Lincoln," or (worst of all) "It’s a Small World." All of these "attractions” feature Disney’s patented and trademarked "Audio-Animatronic" technology.
These Animatronics work through an ingenious combination of air pressure,
water pressure, electronics, and computers that tell these plastic- and
fabric-covered robotic puppets to move through a series of pre-programmed movements with
all the realism and agility of an arthritic turtle.
While some may find these doppelgängers
grotesque, it is reported that many more are delighted by them and their
antics. So, in that light, we note that, on June 23, 1963, the Tiki Room
opened for business in Disneyland's Adventureland. The gimmick is simple: unwitting suckers -- er, "guests" -- desperate for anyplace to sit after hours
of waiting in line in ungodly heat,
wander dazedly into the Tiki Room after hearing the ballyhoo from José Carioca,
the ever-chattering pitch-parrot
who looms outside the hut. (Why a Brazilian parrot should be shilling for a
Hawaiian-themed room is a mystery, but it ultimately makes as much sense as
the Mexican, Irish, French, and German parrots who host the show inside.)
Once seated, the guests are subjected to a spectacle consisting of scores of
birds and tikis singing various ditties, the most notorious of which is
the anthemic "In the Tiki, Tiki,
Tiki, Tiki, Tiki Room."
After a suitable period, the bombarded guests are gratefully released back
into the "real" world.
There's something about these attractions that brings out the annoying in the
Disney Imagineers and composers. "Pirates of the
Caribbean" has its marauding buccaneers sing a catchy chantey -- most of which is unintelligible except for its
repeated lines of "Yo ho! Yo ho! A pirate’s life for me!" and
"Drink up, me hearties, yo ho!" And the less said about the
endlessly-rendered title song of "It’s a Small World," the better (try getting that one out of
your head, now that we've mentioned it). We must admit, though, we were
actually fond of the Carousel of Progress’s "There’s a Great Big Beautiful Tomorrow" -- which may be one of the reasons the attraction
was closed at the original Magic Kingdom in 1973 (though it survives at Walt Disney World).

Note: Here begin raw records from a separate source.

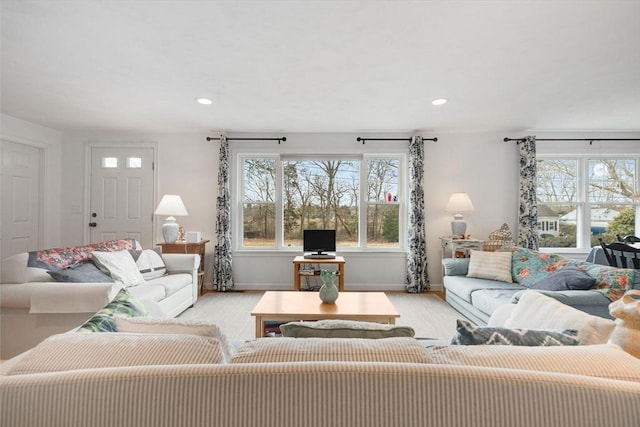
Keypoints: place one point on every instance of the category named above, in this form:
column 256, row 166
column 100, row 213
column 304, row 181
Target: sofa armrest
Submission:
column 181, row 263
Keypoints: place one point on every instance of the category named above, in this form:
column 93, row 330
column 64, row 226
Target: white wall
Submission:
column 49, row 141
column 480, row 164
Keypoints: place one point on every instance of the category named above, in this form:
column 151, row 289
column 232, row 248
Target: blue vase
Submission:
column 328, row 290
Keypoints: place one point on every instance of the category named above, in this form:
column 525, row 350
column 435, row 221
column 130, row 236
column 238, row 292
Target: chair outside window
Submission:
column 621, row 255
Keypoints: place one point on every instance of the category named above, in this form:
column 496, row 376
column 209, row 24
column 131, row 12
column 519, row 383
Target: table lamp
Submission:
column 459, row 202
column 171, row 205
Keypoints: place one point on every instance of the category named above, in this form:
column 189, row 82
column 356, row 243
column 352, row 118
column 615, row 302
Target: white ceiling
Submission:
column 322, row 66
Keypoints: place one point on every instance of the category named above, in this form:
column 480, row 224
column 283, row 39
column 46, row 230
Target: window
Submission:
column 284, row 195
column 582, row 198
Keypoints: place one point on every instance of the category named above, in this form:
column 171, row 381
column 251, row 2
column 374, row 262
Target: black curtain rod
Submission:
column 507, row 139
column 283, row 139
column 393, row 139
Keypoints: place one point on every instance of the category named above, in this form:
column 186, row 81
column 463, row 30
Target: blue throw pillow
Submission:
column 567, row 278
column 469, row 334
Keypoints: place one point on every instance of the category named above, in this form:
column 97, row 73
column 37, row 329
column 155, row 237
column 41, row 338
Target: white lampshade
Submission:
column 459, row 202
column 171, row 205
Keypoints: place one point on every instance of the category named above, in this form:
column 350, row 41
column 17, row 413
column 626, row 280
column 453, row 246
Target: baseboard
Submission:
column 356, row 287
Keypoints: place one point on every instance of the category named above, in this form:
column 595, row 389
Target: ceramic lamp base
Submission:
column 170, row 230
column 458, row 228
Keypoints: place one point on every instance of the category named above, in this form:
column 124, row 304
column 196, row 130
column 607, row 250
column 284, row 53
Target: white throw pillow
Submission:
column 120, row 266
column 490, row 265
column 150, row 325
column 537, row 311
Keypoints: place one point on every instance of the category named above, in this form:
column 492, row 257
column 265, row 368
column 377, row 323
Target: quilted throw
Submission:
column 60, row 258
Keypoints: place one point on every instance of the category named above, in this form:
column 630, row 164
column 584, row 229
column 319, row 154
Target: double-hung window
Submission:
column 584, row 197
column 362, row 197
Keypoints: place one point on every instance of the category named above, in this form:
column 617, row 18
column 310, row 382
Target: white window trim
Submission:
column 237, row 191
column 582, row 153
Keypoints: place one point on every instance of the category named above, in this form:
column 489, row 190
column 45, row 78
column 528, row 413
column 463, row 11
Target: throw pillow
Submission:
column 337, row 328
column 490, row 265
column 120, row 266
column 286, row 350
column 537, row 311
column 150, row 325
column 124, row 304
column 567, row 278
column 149, row 262
column 529, row 267
column 455, row 266
column 468, row 334
column 83, row 273
column 65, row 352
column 612, row 282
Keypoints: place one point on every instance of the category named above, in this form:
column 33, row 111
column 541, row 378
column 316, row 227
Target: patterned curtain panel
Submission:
column 528, row 213
column 417, row 276
column 222, row 270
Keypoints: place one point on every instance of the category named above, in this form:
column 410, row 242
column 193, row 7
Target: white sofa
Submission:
column 33, row 306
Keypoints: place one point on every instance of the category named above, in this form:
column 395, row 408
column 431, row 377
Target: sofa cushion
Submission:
column 284, row 350
column 537, row 311
column 529, row 267
column 338, row 328
column 124, row 304
column 464, row 286
column 149, row 262
column 605, row 360
column 120, row 266
column 65, row 352
column 568, row 277
column 469, row 334
column 490, row 265
column 172, row 283
column 150, row 325
column 612, row 282
column 83, row 273
column 148, row 292
column 488, row 300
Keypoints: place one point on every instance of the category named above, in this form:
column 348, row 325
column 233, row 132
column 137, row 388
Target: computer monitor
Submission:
column 319, row 241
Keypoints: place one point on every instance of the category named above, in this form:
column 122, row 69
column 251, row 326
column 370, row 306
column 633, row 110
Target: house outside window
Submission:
column 360, row 196
column 584, row 197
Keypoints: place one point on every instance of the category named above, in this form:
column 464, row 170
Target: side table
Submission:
column 189, row 248
column 460, row 246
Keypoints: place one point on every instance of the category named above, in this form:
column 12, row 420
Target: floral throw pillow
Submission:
column 529, row 267
column 123, row 305
column 612, row 282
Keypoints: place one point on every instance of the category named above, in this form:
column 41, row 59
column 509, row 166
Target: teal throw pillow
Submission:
column 124, row 305
column 529, row 267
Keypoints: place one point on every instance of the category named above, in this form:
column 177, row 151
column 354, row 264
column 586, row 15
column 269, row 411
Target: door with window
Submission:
column 21, row 198
column 121, row 194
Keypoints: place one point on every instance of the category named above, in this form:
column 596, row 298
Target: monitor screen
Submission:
column 319, row 241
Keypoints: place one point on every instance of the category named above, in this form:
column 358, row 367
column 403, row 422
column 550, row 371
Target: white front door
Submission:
column 21, row 198
column 121, row 194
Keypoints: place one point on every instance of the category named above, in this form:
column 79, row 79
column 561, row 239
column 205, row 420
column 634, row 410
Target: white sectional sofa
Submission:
column 34, row 306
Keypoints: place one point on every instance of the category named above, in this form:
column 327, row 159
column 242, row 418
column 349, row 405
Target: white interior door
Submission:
column 21, row 198
column 121, row 194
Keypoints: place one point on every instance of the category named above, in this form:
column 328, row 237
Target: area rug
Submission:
column 426, row 313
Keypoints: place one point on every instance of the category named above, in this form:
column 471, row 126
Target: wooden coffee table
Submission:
column 288, row 306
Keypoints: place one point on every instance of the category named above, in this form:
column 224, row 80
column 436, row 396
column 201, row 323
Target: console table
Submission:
column 189, row 248
column 459, row 245
column 300, row 260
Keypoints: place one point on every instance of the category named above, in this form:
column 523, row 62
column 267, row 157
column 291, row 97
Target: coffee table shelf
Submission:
column 289, row 306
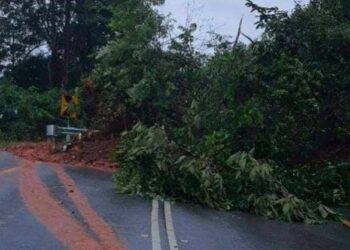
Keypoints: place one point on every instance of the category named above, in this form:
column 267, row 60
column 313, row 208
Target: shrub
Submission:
column 151, row 164
column 25, row 112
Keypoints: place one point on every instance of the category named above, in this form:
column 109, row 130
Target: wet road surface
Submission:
column 44, row 206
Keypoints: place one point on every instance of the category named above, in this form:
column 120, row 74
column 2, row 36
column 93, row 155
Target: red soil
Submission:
column 95, row 154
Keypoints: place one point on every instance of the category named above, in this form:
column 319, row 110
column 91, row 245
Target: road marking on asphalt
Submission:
column 155, row 226
column 55, row 218
column 170, row 227
column 103, row 230
column 9, row 171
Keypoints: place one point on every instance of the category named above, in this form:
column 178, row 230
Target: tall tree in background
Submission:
column 69, row 30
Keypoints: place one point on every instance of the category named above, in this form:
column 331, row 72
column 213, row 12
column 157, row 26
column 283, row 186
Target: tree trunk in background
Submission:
column 67, row 41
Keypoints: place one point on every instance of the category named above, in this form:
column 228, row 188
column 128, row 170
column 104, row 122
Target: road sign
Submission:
column 69, row 106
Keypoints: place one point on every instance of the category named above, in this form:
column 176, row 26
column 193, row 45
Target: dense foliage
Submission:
column 262, row 127
column 24, row 113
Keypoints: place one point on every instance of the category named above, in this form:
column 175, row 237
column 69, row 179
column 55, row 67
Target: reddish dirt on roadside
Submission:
column 93, row 154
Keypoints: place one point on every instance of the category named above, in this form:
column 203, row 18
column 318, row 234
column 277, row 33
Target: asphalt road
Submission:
column 54, row 207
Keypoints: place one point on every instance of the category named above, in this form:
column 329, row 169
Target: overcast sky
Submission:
column 222, row 16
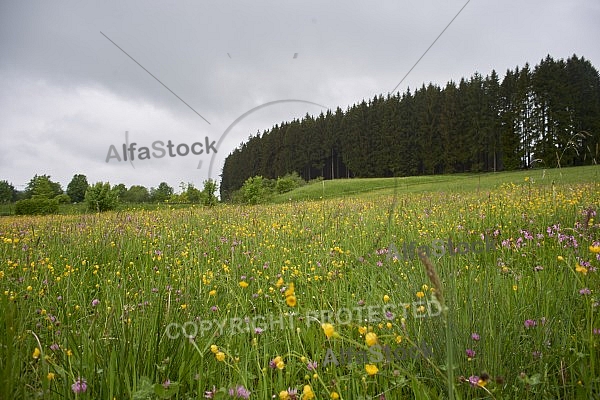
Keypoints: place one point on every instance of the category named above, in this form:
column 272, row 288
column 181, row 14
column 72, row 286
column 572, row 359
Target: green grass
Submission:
column 434, row 183
column 99, row 294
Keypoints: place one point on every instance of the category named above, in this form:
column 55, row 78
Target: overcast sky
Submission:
column 67, row 93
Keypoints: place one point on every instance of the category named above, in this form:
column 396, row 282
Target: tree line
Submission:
column 42, row 195
column 547, row 115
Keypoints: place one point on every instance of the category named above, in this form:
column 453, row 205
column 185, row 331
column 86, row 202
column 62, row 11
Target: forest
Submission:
column 547, row 115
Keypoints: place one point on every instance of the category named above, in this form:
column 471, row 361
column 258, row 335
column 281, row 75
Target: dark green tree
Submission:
column 43, row 186
column 136, row 194
column 162, row 193
column 7, row 192
column 77, row 187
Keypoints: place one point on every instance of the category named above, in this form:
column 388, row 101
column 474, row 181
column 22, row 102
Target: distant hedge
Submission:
column 36, row 206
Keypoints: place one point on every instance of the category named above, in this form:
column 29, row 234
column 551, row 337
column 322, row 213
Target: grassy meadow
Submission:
column 313, row 296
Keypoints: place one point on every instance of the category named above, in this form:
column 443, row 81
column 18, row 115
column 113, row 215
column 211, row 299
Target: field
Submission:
column 324, row 298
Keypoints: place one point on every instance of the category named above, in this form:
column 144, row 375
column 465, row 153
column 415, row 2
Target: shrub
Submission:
column 288, row 183
column 254, row 190
column 36, row 206
column 63, row 198
column 99, row 197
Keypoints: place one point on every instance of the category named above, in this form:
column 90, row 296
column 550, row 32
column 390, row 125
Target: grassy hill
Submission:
column 372, row 187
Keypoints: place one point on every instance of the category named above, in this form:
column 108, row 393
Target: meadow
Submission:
column 254, row 301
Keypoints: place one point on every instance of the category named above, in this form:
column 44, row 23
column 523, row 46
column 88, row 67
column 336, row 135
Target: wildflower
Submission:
column 290, row 290
column 579, row 268
column 329, row 330
column 291, row 301
column 239, row 392
column 210, row 394
column 529, row 323
column 474, row 380
column 307, row 393
column 80, row 386
column 371, row 339
column 371, row 369
column 292, row 393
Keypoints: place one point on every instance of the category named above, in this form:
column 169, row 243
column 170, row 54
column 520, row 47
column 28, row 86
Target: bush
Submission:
column 288, row 182
column 36, row 206
column 63, row 198
column 254, row 190
column 99, row 197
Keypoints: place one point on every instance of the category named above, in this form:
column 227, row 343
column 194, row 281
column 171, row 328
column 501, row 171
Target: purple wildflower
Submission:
column 210, row 394
column 239, row 392
column 80, row 386
column 530, row 323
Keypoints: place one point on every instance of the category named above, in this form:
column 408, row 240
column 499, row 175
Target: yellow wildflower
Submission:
column 328, row 329
column 371, row 339
column 291, row 301
column 307, row 393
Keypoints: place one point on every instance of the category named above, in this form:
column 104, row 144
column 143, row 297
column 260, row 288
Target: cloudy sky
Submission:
column 68, row 91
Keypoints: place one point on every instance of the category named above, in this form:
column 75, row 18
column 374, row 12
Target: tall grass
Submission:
column 96, row 294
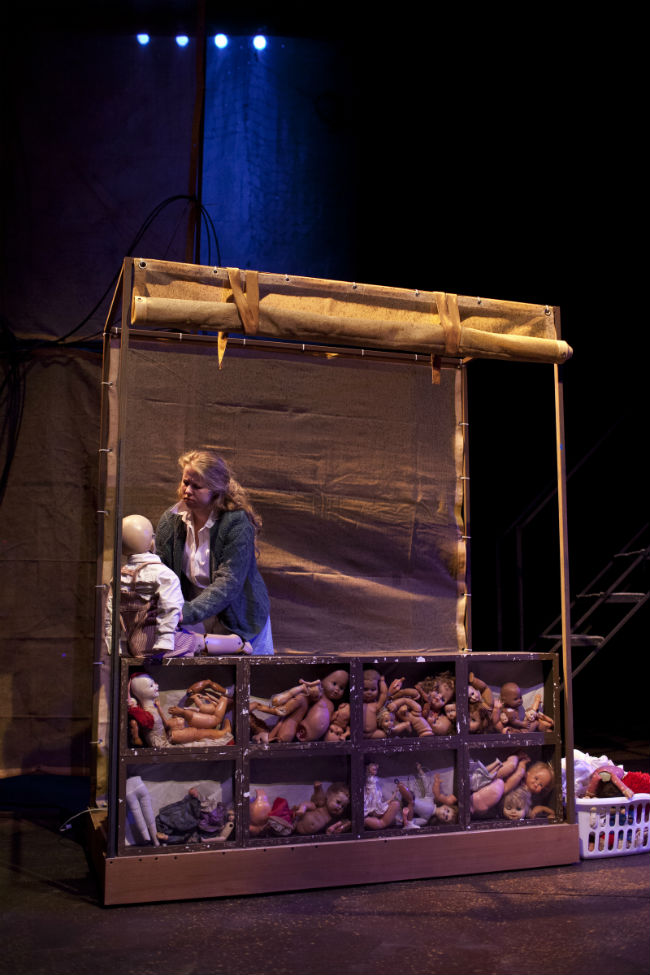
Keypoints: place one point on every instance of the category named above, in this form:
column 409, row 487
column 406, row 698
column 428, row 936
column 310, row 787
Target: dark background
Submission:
column 467, row 154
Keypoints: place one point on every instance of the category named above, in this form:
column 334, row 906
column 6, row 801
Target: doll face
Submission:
column 337, row 802
column 144, row 688
column 445, row 690
column 511, row 696
column 334, row 685
column 445, row 814
column 370, row 687
column 440, row 724
column 515, row 807
column 538, row 778
column 196, row 493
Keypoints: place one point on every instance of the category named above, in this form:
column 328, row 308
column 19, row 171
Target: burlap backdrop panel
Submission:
column 354, row 465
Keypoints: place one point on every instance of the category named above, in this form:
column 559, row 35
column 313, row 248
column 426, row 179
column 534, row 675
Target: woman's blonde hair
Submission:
column 227, row 492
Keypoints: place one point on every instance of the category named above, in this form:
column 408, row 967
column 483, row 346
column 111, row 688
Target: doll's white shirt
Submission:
column 196, row 555
column 154, row 577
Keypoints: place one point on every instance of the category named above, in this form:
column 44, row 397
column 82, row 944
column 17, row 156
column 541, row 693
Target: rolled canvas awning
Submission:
column 188, row 297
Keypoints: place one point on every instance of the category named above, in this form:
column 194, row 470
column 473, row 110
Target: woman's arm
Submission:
column 233, row 552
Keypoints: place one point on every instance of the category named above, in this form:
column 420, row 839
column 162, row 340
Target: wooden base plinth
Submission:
column 229, row 873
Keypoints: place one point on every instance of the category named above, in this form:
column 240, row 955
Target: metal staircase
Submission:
column 609, row 601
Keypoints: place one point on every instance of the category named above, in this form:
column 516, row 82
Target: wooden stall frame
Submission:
column 219, row 872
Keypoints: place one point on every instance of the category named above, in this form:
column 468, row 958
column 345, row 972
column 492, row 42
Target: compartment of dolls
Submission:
column 409, row 699
column 511, row 785
column 409, row 790
column 299, row 799
column 188, row 705
column 299, row 702
column 170, row 805
column 510, row 698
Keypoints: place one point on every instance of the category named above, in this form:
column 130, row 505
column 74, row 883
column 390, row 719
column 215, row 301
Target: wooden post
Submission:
column 564, row 588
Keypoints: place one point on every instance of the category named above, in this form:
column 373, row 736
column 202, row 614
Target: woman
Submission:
column 208, row 539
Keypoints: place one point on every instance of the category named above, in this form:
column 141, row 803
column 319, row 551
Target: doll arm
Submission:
column 170, row 603
column 439, row 796
column 406, row 704
column 383, row 694
column 538, row 811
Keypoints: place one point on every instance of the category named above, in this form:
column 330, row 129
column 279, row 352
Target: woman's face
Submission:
column 196, row 494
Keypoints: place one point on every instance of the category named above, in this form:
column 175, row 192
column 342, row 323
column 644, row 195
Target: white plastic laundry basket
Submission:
column 614, row 827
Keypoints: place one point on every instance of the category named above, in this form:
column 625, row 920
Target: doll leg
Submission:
column 181, row 736
column 217, row 644
column 195, row 719
column 139, row 805
column 488, row 796
column 383, row 822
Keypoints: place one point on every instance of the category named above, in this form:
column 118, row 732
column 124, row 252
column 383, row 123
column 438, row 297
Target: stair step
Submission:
column 638, row 551
column 578, row 639
column 615, row 597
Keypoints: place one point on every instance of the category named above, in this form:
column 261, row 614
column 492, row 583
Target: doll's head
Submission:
column 439, row 723
column 143, row 688
column 371, row 680
column 540, row 777
column 337, row 798
column 516, row 804
column 511, row 695
column 334, row 684
column 445, row 685
column 386, row 720
column 445, row 813
column 137, row 535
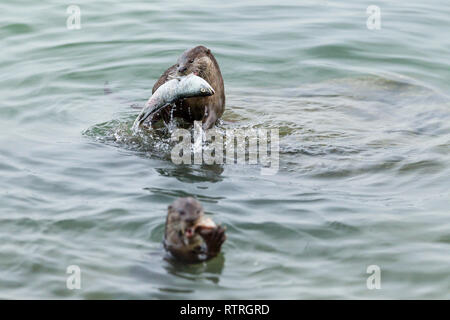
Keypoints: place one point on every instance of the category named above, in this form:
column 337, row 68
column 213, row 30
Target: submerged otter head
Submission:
column 195, row 60
column 183, row 216
column 189, row 235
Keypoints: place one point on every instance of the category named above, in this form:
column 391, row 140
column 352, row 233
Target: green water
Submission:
column 364, row 150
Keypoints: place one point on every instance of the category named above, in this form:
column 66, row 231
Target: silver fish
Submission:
column 171, row 91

In recent years, the technology has improved. The original version of the
Tiki Room featured a behind-the-scenes array of computers that filled an entire
room, with vast machines that hummed, clicked, and whirred (one assumes that
a single well-equipped laptop could take the place of all those machines
nowadays). "Great Moments with Mr.
Lincoln" has gone through many iterations at Disneyland, and has been supplanted at Walt Disney
World with the "Hall of Presidents," which allows Americans to see plastic robots that grotesquely impersonate the U.S.'s past and
present chief executives -- and even to hear Bill Clinton, George W. Bush, and Barack Obama provide their own voices!
Given Disney's genius for combining earworms and Animatronics makes us grateful that they didn't apply
it to the Presidents. The prospect of hearing Mr. Lincoln serenading Jefferson Davis with a tune called something like "Keep a Civil
Tongue in Your Head" is tempting, but too much to bear.